The jumbo slice’s origin story unfolded in 1999, when Chris Chishti, the owner of Pizza Mart in the Adams Morgan neighborhood, decided to use up some leftover dough by combining it with another ball to fashion a larger-than-usual pie. The style, sold by the slice and topped almost exclusively with either cheese or flat pepperoni slices, quickly caught on among the late-night crowds of 20-somethings spilling out of nearby bars.
Several other nearby establishments began selling similar slices, and the portions eventually grew cartoonishly exaggerated, as did the neighborhood jousting (a rival’s sign touting its “Original Jumbo Slice” prompted Chishti to hang one declaring his the “Real Original Jumbo Slice” and then another claiming to offer the “First Oldest Original Jumbo Slice”). The slices are typically served on two overlapping paper plates or a personal-pizza box, though a slice often still needs to be folded to fit.
Tam concedes that there isn’t anything particularly delicious about a jumbo slice, which is usually employed as a sponge meant to absorb that last ill-advised drink or two. “It’s less a meal and more of a rite of passage,” she says. “There are better pizzas in D.C., but jumbo slice is an experience.”

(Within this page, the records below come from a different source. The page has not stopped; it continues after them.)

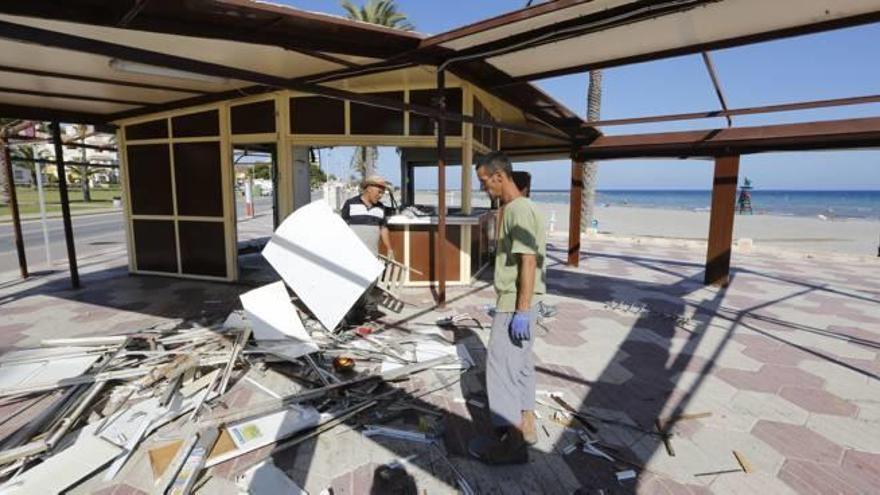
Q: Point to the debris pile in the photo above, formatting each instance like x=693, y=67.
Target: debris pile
x=161, y=409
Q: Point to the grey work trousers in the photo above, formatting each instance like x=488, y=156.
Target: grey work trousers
x=510, y=372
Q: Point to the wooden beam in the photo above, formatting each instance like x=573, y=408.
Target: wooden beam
x=46, y=37
x=69, y=96
x=711, y=114
x=16, y=217
x=574, y=212
x=100, y=80
x=38, y=113
x=721, y=220
x=748, y=39
x=824, y=135
x=441, y=189
x=65, y=205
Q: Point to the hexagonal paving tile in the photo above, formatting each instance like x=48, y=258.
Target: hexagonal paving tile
x=798, y=442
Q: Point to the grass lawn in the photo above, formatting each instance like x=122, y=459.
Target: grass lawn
x=28, y=202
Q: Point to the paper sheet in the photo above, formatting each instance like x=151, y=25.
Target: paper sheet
x=323, y=261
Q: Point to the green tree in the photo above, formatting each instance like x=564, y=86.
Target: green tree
x=383, y=13
x=262, y=171
x=8, y=127
x=24, y=156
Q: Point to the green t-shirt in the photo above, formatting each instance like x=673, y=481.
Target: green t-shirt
x=522, y=232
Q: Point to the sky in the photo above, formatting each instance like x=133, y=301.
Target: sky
x=820, y=66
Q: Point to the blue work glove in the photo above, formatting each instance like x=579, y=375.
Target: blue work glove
x=519, y=326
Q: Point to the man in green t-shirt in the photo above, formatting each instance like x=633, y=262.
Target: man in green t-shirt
x=520, y=281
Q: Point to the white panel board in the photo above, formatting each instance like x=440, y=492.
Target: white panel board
x=323, y=261
x=271, y=315
x=266, y=478
x=40, y=367
x=251, y=434
x=58, y=472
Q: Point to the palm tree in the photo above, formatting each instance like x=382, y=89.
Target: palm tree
x=383, y=13
x=591, y=168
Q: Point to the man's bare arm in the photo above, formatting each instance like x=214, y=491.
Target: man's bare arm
x=525, y=281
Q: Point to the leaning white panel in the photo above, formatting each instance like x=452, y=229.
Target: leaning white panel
x=323, y=261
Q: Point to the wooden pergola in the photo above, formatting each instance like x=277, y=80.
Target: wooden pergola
x=226, y=49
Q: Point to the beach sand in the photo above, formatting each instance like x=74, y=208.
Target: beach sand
x=774, y=232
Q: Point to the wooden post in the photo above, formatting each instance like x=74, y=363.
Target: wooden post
x=574, y=214
x=441, y=188
x=721, y=220
x=16, y=218
x=65, y=204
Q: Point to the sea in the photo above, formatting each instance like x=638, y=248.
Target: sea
x=829, y=204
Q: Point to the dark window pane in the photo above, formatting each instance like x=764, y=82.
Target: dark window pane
x=154, y=129
x=197, y=179
x=196, y=124
x=370, y=120
x=149, y=176
x=154, y=246
x=317, y=115
x=253, y=118
x=202, y=248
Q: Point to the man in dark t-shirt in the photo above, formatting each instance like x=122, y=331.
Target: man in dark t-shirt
x=368, y=218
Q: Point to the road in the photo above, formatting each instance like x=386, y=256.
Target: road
x=92, y=234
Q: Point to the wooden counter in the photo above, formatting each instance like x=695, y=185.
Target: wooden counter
x=469, y=246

The region spanning the area bisected by the Mississippi River in southeastern Iowa and northwestern Illinois boasts a variety of pie that is distinguished both by its form and flavors. In the pizza style that arose in the area sometime in the middle of the last century, the dough is typically laced with malt, which gives it a bit of sweetness and a dark, toasty-brown hue. By contrast, “the sauce has a little bit of kick to it,” says Jeremy Burbridge, who has spent the past 20-plus years making pizza at Frank’s Pizzeria in Silvis, Ill., which opened in 1955 and helped popularize the style.

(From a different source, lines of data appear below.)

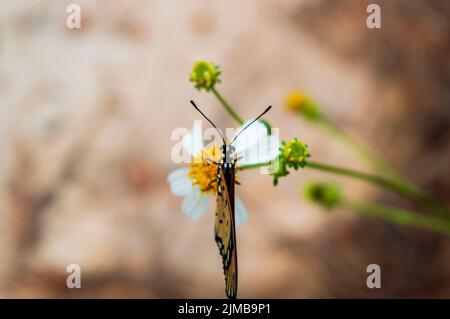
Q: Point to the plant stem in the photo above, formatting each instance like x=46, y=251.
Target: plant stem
x=251, y=166
x=411, y=192
x=361, y=151
x=227, y=106
x=399, y=216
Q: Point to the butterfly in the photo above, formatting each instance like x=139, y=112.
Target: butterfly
x=225, y=220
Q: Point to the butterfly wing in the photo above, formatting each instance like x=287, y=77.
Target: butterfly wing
x=224, y=229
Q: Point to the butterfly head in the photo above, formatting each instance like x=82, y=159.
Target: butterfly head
x=227, y=153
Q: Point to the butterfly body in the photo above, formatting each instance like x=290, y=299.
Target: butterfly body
x=225, y=221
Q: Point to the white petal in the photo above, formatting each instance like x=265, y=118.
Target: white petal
x=241, y=212
x=180, y=184
x=193, y=142
x=265, y=150
x=201, y=206
x=194, y=203
x=250, y=136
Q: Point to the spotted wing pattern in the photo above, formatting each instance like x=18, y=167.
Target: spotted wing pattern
x=225, y=234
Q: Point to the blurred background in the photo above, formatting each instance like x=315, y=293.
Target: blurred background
x=86, y=117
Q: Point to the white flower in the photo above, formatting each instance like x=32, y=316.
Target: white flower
x=196, y=183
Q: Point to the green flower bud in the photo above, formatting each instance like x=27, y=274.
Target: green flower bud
x=299, y=101
x=205, y=75
x=327, y=195
x=295, y=153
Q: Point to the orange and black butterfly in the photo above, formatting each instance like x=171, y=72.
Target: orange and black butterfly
x=225, y=220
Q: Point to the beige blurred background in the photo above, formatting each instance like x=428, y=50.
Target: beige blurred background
x=86, y=117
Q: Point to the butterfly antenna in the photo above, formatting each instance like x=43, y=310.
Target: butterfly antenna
x=245, y=127
x=218, y=131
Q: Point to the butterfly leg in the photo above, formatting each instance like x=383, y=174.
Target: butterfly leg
x=211, y=182
x=210, y=161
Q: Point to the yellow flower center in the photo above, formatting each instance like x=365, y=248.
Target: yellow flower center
x=203, y=171
x=295, y=100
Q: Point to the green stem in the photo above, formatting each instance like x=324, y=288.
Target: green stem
x=227, y=106
x=412, y=192
x=399, y=216
x=384, y=168
x=251, y=166
x=405, y=190
x=369, y=157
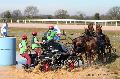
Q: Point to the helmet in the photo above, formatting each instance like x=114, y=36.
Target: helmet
x=34, y=33
x=24, y=37
x=51, y=27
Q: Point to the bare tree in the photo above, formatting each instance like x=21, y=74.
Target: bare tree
x=6, y=14
x=31, y=11
x=114, y=13
x=61, y=14
x=16, y=14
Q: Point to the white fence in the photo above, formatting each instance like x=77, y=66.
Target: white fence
x=71, y=21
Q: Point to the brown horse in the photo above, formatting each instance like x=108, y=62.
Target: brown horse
x=85, y=46
x=103, y=42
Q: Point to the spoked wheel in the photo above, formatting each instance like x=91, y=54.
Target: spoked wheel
x=71, y=63
x=45, y=66
x=27, y=68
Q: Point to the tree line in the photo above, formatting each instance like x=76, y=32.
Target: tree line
x=32, y=12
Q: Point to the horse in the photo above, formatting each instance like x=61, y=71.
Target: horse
x=85, y=45
x=104, y=45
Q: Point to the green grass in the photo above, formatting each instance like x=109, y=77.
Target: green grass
x=114, y=37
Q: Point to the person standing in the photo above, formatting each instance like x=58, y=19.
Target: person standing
x=4, y=29
x=58, y=33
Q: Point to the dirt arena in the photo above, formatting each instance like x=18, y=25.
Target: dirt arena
x=33, y=25
x=88, y=73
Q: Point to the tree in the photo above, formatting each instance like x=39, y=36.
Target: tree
x=114, y=13
x=31, y=11
x=6, y=14
x=16, y=14
x=61, y=14
x=97, y=16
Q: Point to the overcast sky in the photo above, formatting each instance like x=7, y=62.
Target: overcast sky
x=89, y=7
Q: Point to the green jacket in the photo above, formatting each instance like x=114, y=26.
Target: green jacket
x=23, y=47
x=51, y=34
x=34, y=40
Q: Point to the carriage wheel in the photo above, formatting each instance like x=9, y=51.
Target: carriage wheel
x=46, y=66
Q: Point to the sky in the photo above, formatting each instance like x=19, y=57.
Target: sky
x=88, y=7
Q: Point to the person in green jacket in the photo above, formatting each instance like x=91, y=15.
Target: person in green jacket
x=51, y=33
x=36, y=44
x=23, y=50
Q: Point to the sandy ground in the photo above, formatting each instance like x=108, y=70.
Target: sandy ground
x=88, y=73
x=33, y=25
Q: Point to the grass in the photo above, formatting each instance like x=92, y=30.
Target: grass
x=113, y=35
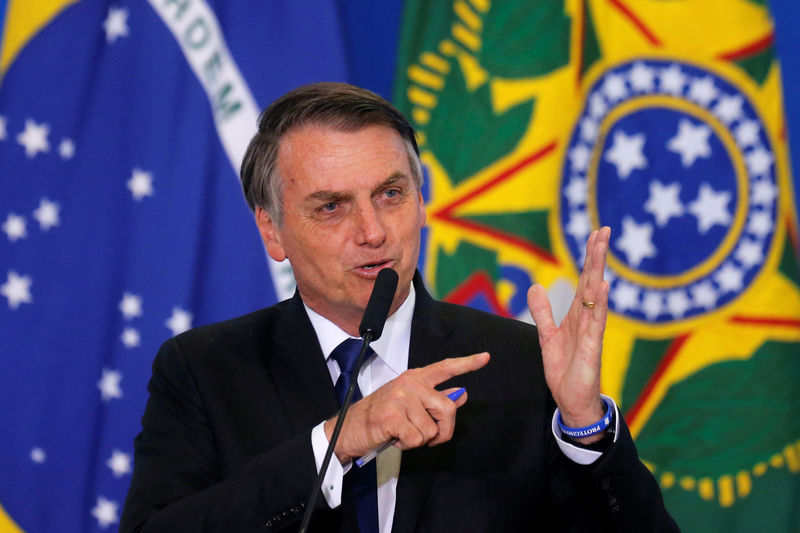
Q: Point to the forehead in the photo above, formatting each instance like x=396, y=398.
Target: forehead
x=320, y=157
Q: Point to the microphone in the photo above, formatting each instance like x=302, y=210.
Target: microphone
x=370, y=329
x=380, y=301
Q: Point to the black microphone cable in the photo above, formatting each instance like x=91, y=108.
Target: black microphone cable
x=370, y=329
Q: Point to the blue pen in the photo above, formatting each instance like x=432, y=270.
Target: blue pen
x=361, y=461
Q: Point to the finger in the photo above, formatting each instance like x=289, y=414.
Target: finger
x=596, y=326
x=541, y=312
x=445, y=369
x=461, y=400
x=592, y=275
x=447, y=425
x=425, y=425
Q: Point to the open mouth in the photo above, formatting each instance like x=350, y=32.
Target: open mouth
x=373, y=266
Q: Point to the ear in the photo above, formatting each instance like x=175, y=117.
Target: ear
x=269, y=234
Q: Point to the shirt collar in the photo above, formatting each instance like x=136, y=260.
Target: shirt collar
x=392, y=347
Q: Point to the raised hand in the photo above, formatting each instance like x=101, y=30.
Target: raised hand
x=407, y=408
x=571, y=351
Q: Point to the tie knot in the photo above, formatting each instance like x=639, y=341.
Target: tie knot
x=346, y=354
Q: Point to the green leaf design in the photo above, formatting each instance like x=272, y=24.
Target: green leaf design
x=758, y=65
x=453, y=270
x=727, y=417
x=530, y=226
x=524, y=39
x=645, y=357
x=465, y=133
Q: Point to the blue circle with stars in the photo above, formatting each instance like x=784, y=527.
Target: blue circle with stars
x=666, y=196
x=658, y=172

Get the recipe: Quad Cities-Style Pizza
Fennel-flecked sausage is a traditional choice, but whatever the topping, it goes under the cheese. “It makes for a good blanket to keep it together,” Burbridge says. And the most recognizable aspect of a Quad City pizza is the way the rounds are cut: not into the wedge-shaped slices, but in strips that form a grid across the pie’s face. That means the distribution of crust isn’t equal, creating the potential for conflict among diners. “Some people do fight over it,” Burbridge says.
Ask devotees of this hometown creation what makes this variation distinct, and you’ll hear a chorus as unmistakable as that arch marking the Missouri city: It’s the cheese, dummy. St. Louis-born Provel is a butter-hued processed cheese that combines cheddar, Swiss and provolone. With a texture similar to American and a slight note of smoke, a generous scattering is what makes a pizza a St. Louis pizza. According to Imo’s, the now-franchised restaurant that opened in 1964 and popularized the style, the choice to use it was the whim of a cook.
Get the recipe: St. Louis-Style Pizza
The crust is unusual, too — it’s thin and non-yeasted, often described as “cracker-y.” Toppings are spread all the way to the edges, and the cut is square. While the city-specific pie has plenty of devotees, it can be divisive. Late-night host Jimmy Kimmel, whose wife, writer and producer Molly McNearney, hails from St Louis, has made bashing Imo’s a running joke. “Seriously, we could fight right now,” Olympic gymnast Simone Biles said during an appearance, after Kimmel claimed that “Provel is the world’s most disgusting cheese.”
A previous version of this story misidentified the regions of Iowa and Illinois that are included in the Quad Cities.